HMRC has historically taken a rigid approach to settling tax avoidance arrangements where they believed the planning did not work or the planning had been successfully challenged in the tax courts. 

HMRC would invariably require investors to enter into a settlement for the full amount of tax and accrued interest. This proved insurmountable for many investors. HMRC was willing, within certain parameters, to allow for the amounts owed to be paid off over a period of time, but such arrangements tended to be limited in terms of their time frames and flexibility.

There has been a recent change in approach by HMRC. We are in contact with senior personnel in HMRC’s Counter Avoidance Directorate, who have advised us that HMRC now recognises that many investors avoid entering into a dialogue with HMRC about the settlement of their tax avoidance arrangements.
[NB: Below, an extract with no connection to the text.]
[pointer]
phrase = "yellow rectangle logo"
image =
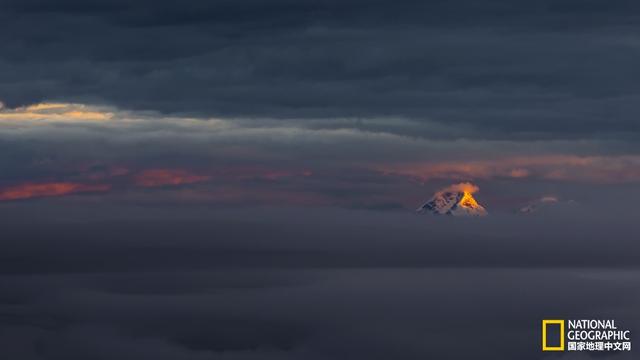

This is because they believe it is unlikely they would ever be able to meet the full tax and interest liability, even if it were spread out over a period of time under a payment arrangement acceptable to HMRC. To address this issue, HMRC is taking a fresh view. As a way of encouraging investors to come forward, HMRC is willing to discuss means-based settlements.

A new team within HMRC is handling cases under this new approach, led by experienced senior investigators. We have already had several clients accepted into the team, and we are discussing settlement under the new approach. We believe there is now a significant opportunity for investors in various tax avoidance arrangements to negotiate a settlement with HMRC. This settlement may involve the payment of less than they strictly owe.